И Цвях, остановившись возле ведра с картошкой, стал быстро хватать её обеими руками и прятать за пазуху.
— Ага! Я так и знала, что ты пасёшь своими паршивыми глазами, чтобы что стащить! Отойди от картошки, паршивец, прочь!
И она кинулась на Цвяха и стала вырывать у него картошку из рук и из-за пазухи.
— Да Гапко, Гапуся! Побойся бога! У меня жена, дети... сегодня ж воскресенье... плачут... есть нечего...
— Потому что всё пропил, собака!
— Клянусь, и вправду есть нечего! — тянул Цвях, дёргаясь с Гапкой и не выпуская нахапанной картошки. — А у вас-то пруд пруди!..
— Чтоб тебе столько же лет жизни, сколько у меня картошки! — кричала Гапка, но всё же воспоминание о голодной жене и детях Цвяха тронуло её сердце, и она немного ослабила хватку. Воспользовавшись этим, Цвях схватил ещё несколько картофелин и пулей бросился к дверям.

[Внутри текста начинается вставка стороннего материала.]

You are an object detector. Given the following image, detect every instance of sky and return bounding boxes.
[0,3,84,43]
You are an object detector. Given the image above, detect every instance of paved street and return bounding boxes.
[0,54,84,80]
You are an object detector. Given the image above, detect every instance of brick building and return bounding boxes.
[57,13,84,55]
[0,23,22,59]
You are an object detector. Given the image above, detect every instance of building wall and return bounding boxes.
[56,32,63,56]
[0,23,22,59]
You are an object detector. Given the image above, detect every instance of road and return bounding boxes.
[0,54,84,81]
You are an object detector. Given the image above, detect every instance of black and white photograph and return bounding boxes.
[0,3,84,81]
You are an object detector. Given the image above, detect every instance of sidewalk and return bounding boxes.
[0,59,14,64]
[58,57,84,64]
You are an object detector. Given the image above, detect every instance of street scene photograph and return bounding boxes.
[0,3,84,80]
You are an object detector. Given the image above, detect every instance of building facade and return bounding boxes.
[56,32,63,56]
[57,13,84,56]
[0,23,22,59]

— Бывай здорова, упыриха! — крикнул он Гапке, — ты, худая собака, ты, копчёное полено, ты, воронья глотка! Дал бы тебе бог милости — ослеп бы ты завтра, оглох и онемел, мне на радость!

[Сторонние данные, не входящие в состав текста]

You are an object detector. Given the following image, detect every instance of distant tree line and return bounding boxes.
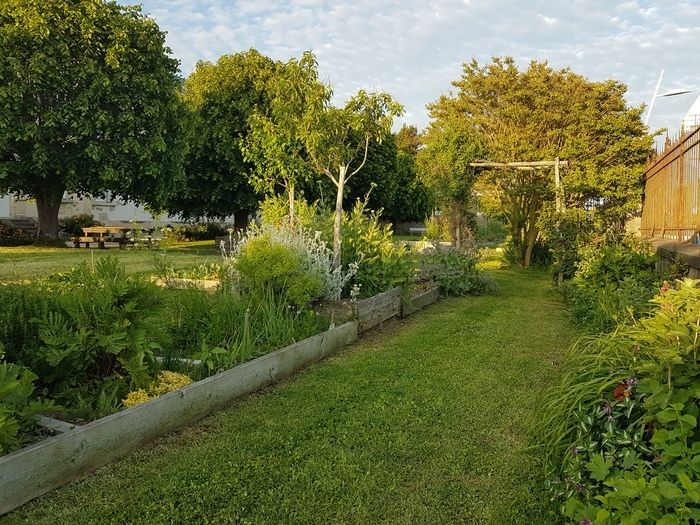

— Ах ты, душа поганая! — крикнула Гапка, схватила полено и кинулась за Цвяхом. Но тот выскочил из сеней, быстро пересёк двор, влетел в противоположную конюшню и через минуту выскочил оттуда той же дорогой, что недавно ускользал Гадина от пани Олимпии.
— Да чтоб тебя гром божий побил и разнёс, чтоб ты на месте разлился мазутом! — проклинала Гапка. — И это ещё мужик! Мерзость! Какое же это наказание господь держит на земле такую скотину? Ой, неспасённа душа того отца и той матери, что его такого вырастили!
Гапка прекрасно знала, что Цвях был внебрачным ребёнком, и все говорили, будто покойный граф Торский, у которого служила его мать, виновен в его рождении. Она знала, что это правда, а если бы и не верила людской молве, то ненависть графини к Цвяху и его матери сама бы её в этом убедила. Однако и сама она не любила Цвяха, особенно за его дурное обращение с женой — доброй и тихой женщиной.
"Господи! — думала она, хлопоча по кухне, — и как это милосердный бог допускает, чтобы простая женщина попала в такое адское пекло, в такую страшную кару — жить с таким вот мужиком! Йой! Да ведь если подумать про судьбу той бедной Марты, жены этой мерзости, то моя собственная покоцанная доля кажется мне раем! Вот и сегодня! Святое воскресенье, всем людям — радость и отдых, а у неё с малыми детьми — и куска хлеба нет! Йой! Я бы такого мужа секла, вешала, калёным железом жгла! А он, наверно, нахапав у меня картошки, побежал с ней не домой, а в корчму!"
Гапка, очевидно, хорошо знала натуру Цвяха, потому что он и в самом деле, глупо усмехаясь и вполголоса бормоча себе под нос всё о "проклятой ведьме" да "упырице", припрыжкой бежал к корчме, чтобы выменять у еврея за украденную у Гапки картошку хоть чарку водки. Правда, в его воображении промелькнул образ жены — бледной, усталой и голодной, сытой разве что побоями и слезами, образ двух детей, которые вот уже несколько дней живут лишь тем, что из жалости дают соседи. В его душе пошевелился порыв — вернуться и отнести им хоть эти картошки на обед. Но в его развращённой душе добрый порыв не держался дольше, чем вода в решете. Он махнул рукой и усмехнулся.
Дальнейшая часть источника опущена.